MOSCA – L’Uzbekistan, un tempo parte integrante della Repubblica socialista sovietica, geograficamente collocata tra il Kazakhstan e l’Afghanistan è ormai la diretta concorrente della Corea di Kim Jong Un in materia di notizie grottesche proprio a causa del suo dittatore. L’ultima fra le tante riguarda il lavoro nei campi di cotone, che costituiscono una delle risorse più significative della Nazione governata dal despota Islam Karimov: il Governo, secondo quanto riporta Repubblica.it, avrebbe dato l’ordine a centinaia di contadini di uno dei villaggi produttori di cotone di riattaccare il materiale, preso dalle piante, al vegetale stesso grazie all’uso di una particolare colla. Tale sforzo non è solo faticoso, ma anche frustrante e umiliante: nell’Uzbekistan, la raccolta dei batuffoli bianchi è stata affidata a migliaia di cittadini, operai, studenti e bambini costretti a un gratuito “lavoro volontario”, in quanto minacciati da gendarmi armati. A questa notizia, il mercato si è completamente spaccato in due: se da un lato vi sono le società che hanno rifiutato di acquistare il cotone uzbeko qualora prodotto in siffatte condizioni, dall’altro vi sono gli sciacalli che approfittano del ribasso dei prezzi.
Il fatto è che la bizzarra, quanto aspra, opera – a cui sono stati costretti i raccoglitori del cotone – ha il mero fine di rendere il più telegenico possibile la visita di un ministro di Karimov, il quale, da copione, avrebbe dovuto solamente muoversi fra i campi, mentre le telecamere di Stato lo riprendevano. La visita si sarebbe dovuta tenere nel periodo della fioritura, ma per diversi motivi è stata così tanto posticipata che si è giunti al momento finale del ciclo: la raccolta. Per il Governo era impensabile visitare un campo decorato solo da arbusti, scarno del suo chiarore ovattato. Anche attori e personaggi pubblici sono stati costretti a eseguire tale prestazione.

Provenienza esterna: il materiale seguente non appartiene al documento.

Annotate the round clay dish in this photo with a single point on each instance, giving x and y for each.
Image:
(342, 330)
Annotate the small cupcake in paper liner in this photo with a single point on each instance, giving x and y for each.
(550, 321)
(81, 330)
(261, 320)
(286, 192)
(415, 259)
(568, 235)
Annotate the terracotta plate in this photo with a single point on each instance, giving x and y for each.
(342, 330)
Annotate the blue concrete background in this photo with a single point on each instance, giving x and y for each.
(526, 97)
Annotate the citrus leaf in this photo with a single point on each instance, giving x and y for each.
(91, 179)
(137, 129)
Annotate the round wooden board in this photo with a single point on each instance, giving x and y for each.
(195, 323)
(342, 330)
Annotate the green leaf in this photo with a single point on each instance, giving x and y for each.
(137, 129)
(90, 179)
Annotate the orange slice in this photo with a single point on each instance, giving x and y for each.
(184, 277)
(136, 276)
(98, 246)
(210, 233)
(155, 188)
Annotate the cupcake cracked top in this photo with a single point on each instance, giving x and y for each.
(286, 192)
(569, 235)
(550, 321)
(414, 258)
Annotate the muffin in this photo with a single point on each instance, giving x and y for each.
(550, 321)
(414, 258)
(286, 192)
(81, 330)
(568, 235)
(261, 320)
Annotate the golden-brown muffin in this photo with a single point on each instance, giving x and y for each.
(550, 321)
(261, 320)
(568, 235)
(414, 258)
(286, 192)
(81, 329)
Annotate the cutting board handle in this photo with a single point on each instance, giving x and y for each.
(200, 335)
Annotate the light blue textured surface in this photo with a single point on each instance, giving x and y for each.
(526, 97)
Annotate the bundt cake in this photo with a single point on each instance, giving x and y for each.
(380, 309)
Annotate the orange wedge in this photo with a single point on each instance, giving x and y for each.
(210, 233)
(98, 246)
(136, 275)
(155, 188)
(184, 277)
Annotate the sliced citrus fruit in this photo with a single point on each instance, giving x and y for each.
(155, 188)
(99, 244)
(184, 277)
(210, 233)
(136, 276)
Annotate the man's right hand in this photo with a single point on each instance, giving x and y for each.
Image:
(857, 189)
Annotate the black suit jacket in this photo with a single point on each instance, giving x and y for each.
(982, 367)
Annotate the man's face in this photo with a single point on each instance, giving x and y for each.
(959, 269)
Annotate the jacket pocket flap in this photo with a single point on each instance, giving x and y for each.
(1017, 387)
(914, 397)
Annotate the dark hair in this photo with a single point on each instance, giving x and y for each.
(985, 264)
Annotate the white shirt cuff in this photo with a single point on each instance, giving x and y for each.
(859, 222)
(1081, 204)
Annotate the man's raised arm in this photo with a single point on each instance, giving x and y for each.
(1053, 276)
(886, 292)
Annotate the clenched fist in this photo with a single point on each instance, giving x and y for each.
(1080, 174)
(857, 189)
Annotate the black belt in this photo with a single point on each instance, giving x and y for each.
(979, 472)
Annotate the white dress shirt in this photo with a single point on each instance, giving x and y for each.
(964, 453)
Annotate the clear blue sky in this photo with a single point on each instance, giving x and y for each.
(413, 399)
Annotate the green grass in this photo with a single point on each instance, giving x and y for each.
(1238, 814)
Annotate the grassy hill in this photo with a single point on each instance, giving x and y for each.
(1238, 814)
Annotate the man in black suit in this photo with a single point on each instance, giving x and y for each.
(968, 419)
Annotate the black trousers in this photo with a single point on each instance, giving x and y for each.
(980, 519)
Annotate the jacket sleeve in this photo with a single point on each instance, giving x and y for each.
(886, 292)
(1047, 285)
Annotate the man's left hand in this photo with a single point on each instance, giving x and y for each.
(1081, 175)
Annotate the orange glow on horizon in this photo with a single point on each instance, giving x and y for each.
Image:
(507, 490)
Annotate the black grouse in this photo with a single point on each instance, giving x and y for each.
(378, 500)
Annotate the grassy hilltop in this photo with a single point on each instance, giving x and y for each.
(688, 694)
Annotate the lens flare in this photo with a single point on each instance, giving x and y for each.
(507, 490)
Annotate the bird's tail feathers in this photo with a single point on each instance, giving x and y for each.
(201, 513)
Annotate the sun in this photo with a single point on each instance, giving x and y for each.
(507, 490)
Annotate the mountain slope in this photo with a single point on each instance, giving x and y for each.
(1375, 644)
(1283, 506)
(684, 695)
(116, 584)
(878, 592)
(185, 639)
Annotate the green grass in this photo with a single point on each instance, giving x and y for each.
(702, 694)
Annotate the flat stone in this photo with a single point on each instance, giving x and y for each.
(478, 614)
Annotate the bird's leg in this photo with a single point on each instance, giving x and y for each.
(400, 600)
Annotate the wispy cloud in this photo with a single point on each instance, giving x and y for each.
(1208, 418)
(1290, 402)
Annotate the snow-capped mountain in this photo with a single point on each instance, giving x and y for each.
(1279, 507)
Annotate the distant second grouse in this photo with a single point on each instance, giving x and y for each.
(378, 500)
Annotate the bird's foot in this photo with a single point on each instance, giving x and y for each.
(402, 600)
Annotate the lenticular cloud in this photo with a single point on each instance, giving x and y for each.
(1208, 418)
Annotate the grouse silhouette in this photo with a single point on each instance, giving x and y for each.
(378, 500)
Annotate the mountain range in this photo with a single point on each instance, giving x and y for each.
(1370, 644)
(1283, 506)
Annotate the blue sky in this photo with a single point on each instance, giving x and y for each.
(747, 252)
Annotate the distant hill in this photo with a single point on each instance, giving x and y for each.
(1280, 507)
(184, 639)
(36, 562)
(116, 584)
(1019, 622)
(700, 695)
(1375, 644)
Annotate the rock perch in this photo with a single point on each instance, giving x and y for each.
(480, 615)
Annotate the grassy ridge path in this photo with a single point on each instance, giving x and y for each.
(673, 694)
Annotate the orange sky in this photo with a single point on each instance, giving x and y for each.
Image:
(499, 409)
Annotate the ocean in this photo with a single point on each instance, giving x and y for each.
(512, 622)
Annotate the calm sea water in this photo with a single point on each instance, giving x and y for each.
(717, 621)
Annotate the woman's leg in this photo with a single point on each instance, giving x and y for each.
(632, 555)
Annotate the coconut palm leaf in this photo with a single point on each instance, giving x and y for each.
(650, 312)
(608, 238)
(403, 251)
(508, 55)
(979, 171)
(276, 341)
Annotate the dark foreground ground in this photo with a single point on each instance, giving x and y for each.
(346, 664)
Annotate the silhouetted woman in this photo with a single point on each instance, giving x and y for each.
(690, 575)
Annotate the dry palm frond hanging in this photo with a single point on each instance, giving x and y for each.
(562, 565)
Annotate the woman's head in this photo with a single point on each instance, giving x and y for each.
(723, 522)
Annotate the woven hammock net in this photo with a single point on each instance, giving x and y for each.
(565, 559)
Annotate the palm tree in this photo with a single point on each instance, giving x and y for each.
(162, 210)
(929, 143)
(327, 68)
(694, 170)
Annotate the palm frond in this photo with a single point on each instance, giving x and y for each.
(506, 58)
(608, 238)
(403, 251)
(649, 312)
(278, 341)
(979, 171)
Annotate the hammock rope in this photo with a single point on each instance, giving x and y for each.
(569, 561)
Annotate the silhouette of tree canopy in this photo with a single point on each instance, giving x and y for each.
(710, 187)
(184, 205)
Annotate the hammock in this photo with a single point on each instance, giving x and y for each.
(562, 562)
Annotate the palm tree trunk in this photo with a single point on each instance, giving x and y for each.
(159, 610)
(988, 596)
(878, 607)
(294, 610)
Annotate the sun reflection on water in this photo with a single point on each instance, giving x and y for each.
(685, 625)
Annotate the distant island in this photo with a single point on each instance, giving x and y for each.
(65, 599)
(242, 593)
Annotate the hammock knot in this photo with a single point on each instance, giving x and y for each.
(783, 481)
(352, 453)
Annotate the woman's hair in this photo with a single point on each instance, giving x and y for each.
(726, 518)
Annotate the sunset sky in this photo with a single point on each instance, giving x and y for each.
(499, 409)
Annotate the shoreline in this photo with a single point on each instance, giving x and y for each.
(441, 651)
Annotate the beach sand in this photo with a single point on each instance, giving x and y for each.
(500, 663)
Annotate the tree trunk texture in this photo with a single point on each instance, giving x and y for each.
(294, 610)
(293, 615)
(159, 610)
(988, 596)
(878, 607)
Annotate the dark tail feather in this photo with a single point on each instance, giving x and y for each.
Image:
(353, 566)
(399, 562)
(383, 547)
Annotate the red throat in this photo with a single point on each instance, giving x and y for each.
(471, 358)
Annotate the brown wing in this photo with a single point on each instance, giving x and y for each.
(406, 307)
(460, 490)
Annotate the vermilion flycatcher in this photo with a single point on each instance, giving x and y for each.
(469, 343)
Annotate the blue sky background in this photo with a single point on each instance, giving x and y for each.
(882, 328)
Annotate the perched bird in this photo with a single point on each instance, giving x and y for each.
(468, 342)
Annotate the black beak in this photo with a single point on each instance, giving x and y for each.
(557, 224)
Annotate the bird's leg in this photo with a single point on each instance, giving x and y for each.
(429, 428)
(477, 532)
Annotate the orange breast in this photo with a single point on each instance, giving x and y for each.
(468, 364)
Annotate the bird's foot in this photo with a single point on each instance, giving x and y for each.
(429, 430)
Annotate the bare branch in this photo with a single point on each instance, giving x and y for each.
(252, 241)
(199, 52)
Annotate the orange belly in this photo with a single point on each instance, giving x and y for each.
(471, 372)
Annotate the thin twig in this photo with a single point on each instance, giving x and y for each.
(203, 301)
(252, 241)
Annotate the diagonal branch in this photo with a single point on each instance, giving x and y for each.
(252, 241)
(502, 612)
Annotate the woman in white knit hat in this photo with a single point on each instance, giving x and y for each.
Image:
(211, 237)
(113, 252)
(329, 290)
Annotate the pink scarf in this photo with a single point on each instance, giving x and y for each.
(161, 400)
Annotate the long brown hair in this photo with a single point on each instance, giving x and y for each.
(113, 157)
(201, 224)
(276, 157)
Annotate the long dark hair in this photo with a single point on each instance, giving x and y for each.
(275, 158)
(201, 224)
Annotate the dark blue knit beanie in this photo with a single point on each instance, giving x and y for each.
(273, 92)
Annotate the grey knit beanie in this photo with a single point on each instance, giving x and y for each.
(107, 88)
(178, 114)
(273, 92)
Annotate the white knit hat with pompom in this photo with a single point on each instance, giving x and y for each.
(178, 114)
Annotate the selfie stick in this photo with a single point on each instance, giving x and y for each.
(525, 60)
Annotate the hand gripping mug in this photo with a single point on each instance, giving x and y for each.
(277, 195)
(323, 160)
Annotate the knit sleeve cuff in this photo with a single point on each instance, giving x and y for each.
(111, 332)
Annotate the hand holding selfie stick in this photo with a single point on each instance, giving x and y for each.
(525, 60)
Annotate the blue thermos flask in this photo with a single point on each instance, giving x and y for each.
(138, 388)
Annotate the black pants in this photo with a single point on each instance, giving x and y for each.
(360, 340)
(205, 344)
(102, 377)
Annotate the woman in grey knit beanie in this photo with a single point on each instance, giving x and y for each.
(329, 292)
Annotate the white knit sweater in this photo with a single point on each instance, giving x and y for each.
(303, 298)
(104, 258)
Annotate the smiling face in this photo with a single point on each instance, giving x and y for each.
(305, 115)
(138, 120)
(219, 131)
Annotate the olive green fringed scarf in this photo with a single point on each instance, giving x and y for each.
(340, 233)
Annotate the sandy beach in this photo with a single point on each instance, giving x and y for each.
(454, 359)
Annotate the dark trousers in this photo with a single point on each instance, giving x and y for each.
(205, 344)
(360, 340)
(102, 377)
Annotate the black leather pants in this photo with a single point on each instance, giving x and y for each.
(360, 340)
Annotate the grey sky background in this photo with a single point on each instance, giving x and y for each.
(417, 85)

I russi, il cui odio per Karimov è rinomato, hanno richiamato, a seguito di quanto descritto, un loro predecessore: il conte Potemkin. Esso si è reso famoso perché faceva costruire villaggi di cartapesta, animati e conditi da allegri contadini, lungo i percorsi della zarina Caterina la Grande: quest’ultima, immaginava quindi di governare su felici e popolose borgate, anche se in realtà non era così. Questo episodio fece in modo che il mos russo “Villaggio Potemkin” fosse riconducibile alle finzioni inscenate dai politici. La differenza tra la fattispecie raccontata precedentemente e quella uzbeka è una sola: quest’ultima è totalmente fine a sé stessa, divenendo di conseguenza inutile. Alla fine, il ministro, ancora troppo occupato ha continuato a rimandare la sua visita. Resta solo una domanda: la colla reggerà?